# Eric Blitstein / Soldano 16



## faracaster (Mar 9, 2006)

Hi all

It is with great sadness that I am conveying the news that forum member and friend Eric Blitstein has passed away. I know there was another thread about his illness a little while ago but I just recieved the terrible news via email from his nephew Jonathan.
I have copied his email here.

*It is with tremendous sadness that I am writing to you today to inform you that my uncle and your friend Eric is no longer with us.
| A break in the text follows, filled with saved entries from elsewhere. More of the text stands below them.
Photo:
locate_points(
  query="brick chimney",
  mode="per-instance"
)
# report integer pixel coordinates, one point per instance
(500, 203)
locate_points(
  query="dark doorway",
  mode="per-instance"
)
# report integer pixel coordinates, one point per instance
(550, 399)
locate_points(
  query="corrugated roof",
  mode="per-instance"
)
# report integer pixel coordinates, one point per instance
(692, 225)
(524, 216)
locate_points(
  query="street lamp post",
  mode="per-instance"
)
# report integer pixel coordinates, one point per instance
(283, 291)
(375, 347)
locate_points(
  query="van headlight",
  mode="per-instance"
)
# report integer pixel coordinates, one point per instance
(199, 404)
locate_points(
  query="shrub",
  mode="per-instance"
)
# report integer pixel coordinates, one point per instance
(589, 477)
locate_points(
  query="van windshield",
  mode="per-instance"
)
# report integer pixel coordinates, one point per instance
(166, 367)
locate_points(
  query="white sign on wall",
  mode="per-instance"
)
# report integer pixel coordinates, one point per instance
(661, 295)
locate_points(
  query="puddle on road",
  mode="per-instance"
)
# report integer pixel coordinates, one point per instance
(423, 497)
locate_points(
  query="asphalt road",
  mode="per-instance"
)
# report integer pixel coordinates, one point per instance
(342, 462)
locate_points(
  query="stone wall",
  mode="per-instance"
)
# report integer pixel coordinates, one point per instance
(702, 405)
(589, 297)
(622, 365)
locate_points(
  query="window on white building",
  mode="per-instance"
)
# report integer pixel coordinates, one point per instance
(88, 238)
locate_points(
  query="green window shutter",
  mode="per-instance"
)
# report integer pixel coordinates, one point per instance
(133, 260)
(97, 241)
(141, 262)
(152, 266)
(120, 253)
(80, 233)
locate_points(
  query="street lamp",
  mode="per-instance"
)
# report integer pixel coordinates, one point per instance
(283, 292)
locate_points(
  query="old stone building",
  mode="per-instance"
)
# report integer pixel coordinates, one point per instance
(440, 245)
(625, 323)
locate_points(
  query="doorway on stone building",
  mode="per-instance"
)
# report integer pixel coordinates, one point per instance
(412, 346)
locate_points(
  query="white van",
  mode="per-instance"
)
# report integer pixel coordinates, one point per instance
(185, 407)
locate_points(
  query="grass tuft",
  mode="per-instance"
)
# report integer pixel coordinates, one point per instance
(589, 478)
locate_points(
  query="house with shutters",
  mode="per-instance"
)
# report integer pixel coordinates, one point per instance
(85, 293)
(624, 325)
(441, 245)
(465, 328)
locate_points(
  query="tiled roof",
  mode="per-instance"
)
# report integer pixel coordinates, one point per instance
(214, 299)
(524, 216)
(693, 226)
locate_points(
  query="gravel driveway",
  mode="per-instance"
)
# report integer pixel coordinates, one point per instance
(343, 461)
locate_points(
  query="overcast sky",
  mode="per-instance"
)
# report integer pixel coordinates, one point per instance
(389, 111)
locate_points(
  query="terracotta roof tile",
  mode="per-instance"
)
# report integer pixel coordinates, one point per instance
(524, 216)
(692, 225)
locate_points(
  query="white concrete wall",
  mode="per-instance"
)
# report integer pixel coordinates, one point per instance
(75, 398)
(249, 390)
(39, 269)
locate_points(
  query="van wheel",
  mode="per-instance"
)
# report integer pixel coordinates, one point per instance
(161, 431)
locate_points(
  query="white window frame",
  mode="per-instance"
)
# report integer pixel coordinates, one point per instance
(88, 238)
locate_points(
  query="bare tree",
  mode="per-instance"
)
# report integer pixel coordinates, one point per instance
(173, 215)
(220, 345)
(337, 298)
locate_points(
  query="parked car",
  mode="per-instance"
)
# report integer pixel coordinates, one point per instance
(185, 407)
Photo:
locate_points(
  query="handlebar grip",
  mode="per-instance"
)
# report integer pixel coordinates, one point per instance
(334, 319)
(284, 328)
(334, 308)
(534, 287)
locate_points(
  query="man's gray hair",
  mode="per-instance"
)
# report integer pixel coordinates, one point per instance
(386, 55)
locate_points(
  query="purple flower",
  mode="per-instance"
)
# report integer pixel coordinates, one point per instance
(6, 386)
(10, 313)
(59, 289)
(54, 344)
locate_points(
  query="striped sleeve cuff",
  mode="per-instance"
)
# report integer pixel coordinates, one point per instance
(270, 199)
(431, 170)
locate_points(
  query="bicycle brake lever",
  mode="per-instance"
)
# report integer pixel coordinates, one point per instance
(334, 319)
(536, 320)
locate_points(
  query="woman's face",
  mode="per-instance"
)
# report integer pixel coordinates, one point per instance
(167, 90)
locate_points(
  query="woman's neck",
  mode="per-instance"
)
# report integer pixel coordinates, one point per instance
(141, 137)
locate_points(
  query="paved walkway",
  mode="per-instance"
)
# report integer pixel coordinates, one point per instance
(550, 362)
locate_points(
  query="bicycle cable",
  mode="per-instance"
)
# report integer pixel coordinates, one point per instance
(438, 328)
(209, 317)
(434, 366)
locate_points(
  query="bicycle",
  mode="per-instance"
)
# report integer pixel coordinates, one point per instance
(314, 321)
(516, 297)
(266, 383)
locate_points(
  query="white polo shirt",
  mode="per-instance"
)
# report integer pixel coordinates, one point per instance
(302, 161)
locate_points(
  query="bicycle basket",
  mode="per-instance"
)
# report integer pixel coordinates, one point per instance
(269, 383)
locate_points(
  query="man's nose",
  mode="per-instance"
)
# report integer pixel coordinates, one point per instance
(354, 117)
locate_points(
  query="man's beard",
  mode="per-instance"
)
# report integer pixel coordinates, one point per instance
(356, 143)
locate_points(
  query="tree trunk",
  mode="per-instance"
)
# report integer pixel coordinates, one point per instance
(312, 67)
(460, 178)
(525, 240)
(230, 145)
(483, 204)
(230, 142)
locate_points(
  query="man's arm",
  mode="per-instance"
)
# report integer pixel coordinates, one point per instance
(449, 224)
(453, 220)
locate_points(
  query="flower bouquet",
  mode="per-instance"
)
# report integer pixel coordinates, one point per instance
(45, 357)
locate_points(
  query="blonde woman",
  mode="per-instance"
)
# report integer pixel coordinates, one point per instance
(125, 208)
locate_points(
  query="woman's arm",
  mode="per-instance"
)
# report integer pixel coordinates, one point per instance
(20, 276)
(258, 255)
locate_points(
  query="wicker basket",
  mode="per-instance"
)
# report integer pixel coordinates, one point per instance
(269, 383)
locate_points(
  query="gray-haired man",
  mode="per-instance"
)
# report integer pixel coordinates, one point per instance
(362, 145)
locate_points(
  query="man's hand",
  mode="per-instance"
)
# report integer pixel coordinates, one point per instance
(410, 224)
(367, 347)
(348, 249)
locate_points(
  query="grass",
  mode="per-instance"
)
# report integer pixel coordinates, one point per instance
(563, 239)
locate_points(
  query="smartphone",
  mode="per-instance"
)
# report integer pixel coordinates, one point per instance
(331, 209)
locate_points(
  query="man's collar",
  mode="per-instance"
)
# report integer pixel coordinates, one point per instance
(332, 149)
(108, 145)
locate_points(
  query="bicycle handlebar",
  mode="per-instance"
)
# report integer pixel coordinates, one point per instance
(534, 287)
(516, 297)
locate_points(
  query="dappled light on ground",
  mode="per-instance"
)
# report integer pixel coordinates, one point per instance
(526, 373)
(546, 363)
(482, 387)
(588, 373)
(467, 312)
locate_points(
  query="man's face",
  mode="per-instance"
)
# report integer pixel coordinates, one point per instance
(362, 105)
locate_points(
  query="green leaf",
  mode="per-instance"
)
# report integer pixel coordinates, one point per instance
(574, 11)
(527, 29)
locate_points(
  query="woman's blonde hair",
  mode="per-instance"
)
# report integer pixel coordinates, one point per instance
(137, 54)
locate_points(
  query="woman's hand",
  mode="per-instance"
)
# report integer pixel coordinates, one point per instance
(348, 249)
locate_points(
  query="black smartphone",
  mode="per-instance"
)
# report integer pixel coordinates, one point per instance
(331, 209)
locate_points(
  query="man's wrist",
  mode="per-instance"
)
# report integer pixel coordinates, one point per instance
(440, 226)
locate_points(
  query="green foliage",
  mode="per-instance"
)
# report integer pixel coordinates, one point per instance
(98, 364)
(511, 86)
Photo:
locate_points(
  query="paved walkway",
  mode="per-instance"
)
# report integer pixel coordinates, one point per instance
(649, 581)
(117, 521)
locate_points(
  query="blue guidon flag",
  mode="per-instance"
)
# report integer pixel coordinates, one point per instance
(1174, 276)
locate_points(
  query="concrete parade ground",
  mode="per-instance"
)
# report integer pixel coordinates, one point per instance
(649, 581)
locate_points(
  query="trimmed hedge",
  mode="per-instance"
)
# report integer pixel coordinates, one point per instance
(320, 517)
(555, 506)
He passed away early yesterday morning at the Hospice in the Victoria Jubilee Hospital

The services will be held Tuesday November 17th at 11:00am at.....
Paperman and Sons
3888 Jean Talon West
Montréal, Québec 
H3R 2G8
(514) 733-7101

*


----------



## Jeff Flowerday (Jan 23, 2006)

Truelly sad news! I knew the day would come when a forum member passed away, I was hoping it wouldn't happen for quite some time...


----------



## GuitarsCanada (Dec 30, 2005)

A sad day indeed. Even though you dont get to meet a lot of people here in person, you kind of get to know them. Thanks for posting this information, Pete.


----------



## gtrguy (Jul 6, 2006)

What a drag... I did at least one deal with him that I recall, straightforward and standup guy. Sad day indeed.


----------



## rollingdam (May 11, 2006)

A nice guy-met him once when he came to Ottawa to by a Monty I had.

RIP


----------



## Budda (May 29, 2007)

RIP Eric


----------



## greco (Jul 15, 2007)

Pete...this is sad news for us, but especially sad for you to have lost a friend.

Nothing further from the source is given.